Namun, kata Keane-Dawson, para pengiklan juga tidak ingin menggunakan influencer yang itu-itu saja sehingga peluang baru bagi influencer baru terus terbuka.

Di Amerika misalnya, perusahaan atau brand diperkirakan bakal menghabiskan lebih dari 3 miliar dolar Amerika untuk membayar influencer pada tahun 2021, dan lebih dari 4 miliar dolar Amerika pada tahun 2022 nanti, menurut eMarketer.

Namun eMarketer tidak mempublikasikan rincian pengeluaran perusahaan berdasarkan platform yang digunakan. Tapi diperkirakan Instagram adalah pemimpin pasar yang menguasai kira-kira setengahnya.

YouTube dan Facebook juga mendapat pemasukan yang signifikan. sementara TikTok kemungkinan lebih kecil tapi tumbuh dengan cepat.

Para ahli industri memperkirakan, jumlah influencer akan terus tumbuh secara dramatis, bahkan ketika industri menjadi lebih kompetitif sekalipun.

Sebuah perusahaan investasi SignalFire yang berinvestasi di banyak bisnis dipimpin oleh seorang pembuat konten. Mereka memperkirakan, saat ini ada lebih dari 50 juta orang di dunia yang menganggap diri mereka sebagai pembuat konten online.

Sementara CEO Cameo Steven Galanis mengatakan bahwa awal tahun 2021 ini ada lebih dari 5 juta orang yang menggunakan Cameo, sebuah aplikasi yang memungkinkan pengguna membeli video yang dipersonalisasi dari para selebriti. Baca juga >>

“Dan kami kira jumlah itu akan berlipat ganda dalam lima tahun ke depan,” kata Galanis.

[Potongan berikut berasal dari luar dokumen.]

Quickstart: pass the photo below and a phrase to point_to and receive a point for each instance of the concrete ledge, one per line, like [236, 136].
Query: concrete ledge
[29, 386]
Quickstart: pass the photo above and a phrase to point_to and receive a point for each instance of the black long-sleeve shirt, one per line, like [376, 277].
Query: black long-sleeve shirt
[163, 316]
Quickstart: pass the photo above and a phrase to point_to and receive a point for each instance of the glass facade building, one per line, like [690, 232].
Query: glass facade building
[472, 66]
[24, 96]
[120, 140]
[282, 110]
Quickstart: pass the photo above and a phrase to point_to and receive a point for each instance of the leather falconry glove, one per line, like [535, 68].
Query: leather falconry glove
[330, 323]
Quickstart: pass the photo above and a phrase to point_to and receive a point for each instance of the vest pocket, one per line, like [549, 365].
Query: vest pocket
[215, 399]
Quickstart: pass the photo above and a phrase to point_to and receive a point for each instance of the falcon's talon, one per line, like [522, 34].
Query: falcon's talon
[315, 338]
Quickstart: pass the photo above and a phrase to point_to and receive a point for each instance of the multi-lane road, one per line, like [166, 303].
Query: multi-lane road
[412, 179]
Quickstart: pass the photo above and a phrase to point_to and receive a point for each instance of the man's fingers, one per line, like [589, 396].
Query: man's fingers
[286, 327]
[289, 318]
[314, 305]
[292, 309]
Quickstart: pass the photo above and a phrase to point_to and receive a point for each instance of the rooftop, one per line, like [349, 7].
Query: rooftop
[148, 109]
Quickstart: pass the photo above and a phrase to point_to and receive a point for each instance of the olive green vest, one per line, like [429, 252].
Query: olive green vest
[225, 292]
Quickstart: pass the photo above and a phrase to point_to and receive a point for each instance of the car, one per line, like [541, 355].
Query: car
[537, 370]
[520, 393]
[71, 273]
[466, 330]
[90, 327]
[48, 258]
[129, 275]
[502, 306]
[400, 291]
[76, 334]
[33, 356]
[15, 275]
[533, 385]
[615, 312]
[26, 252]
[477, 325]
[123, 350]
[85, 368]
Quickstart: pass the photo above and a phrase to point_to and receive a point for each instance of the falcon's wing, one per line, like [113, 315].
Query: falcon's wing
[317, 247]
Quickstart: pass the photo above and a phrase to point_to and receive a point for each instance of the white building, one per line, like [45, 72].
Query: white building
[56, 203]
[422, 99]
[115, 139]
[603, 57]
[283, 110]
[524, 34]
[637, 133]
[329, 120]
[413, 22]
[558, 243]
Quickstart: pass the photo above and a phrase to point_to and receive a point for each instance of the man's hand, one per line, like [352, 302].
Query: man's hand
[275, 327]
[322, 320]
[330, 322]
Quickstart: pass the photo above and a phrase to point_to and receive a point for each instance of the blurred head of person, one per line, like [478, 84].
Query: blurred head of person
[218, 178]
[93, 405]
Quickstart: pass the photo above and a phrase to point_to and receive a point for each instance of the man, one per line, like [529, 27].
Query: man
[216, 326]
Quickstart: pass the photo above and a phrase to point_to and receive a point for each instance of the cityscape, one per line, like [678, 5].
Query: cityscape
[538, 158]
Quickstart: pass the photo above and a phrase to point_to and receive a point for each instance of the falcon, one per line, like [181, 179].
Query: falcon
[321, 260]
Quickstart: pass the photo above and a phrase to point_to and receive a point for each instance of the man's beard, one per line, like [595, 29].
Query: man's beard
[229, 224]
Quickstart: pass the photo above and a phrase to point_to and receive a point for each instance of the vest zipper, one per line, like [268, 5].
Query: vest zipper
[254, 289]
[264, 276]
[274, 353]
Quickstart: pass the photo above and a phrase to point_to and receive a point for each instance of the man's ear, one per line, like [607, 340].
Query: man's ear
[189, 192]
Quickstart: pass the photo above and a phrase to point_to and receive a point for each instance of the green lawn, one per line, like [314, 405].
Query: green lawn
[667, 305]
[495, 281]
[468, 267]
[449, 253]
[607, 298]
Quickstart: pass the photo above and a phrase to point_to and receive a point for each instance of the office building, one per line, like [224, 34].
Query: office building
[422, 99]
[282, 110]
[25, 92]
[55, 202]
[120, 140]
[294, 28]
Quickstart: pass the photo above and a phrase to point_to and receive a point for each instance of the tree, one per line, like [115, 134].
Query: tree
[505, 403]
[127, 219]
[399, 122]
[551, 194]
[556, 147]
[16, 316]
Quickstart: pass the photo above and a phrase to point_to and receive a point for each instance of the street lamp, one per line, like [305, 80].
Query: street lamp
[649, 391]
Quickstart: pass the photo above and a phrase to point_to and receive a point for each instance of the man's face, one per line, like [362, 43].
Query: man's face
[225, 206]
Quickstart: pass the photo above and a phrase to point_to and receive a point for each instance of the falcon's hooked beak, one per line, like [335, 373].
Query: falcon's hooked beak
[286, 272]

Namun demikian, secara bisnis influencer juga telah membawa risiko bagi para talenta juga brand.

Sebuah studi dari konsultan keuangan Kroll pada Juni 2020 menemukan bahwa sebagian besar atau sekitar 85 persen bisnis barang konsumsi pernah mengalami dampak negatif lantaran influencer.

Selain itu, perusahaan yang disurvei Kroll yang menggunakan influencer dengan akun kurang dari 10.000 pengikut memiliki setidaknya satu insiden negatif.

#influencer #pandemi #emarkerter

Baca Lainnya
Komentar
Loading...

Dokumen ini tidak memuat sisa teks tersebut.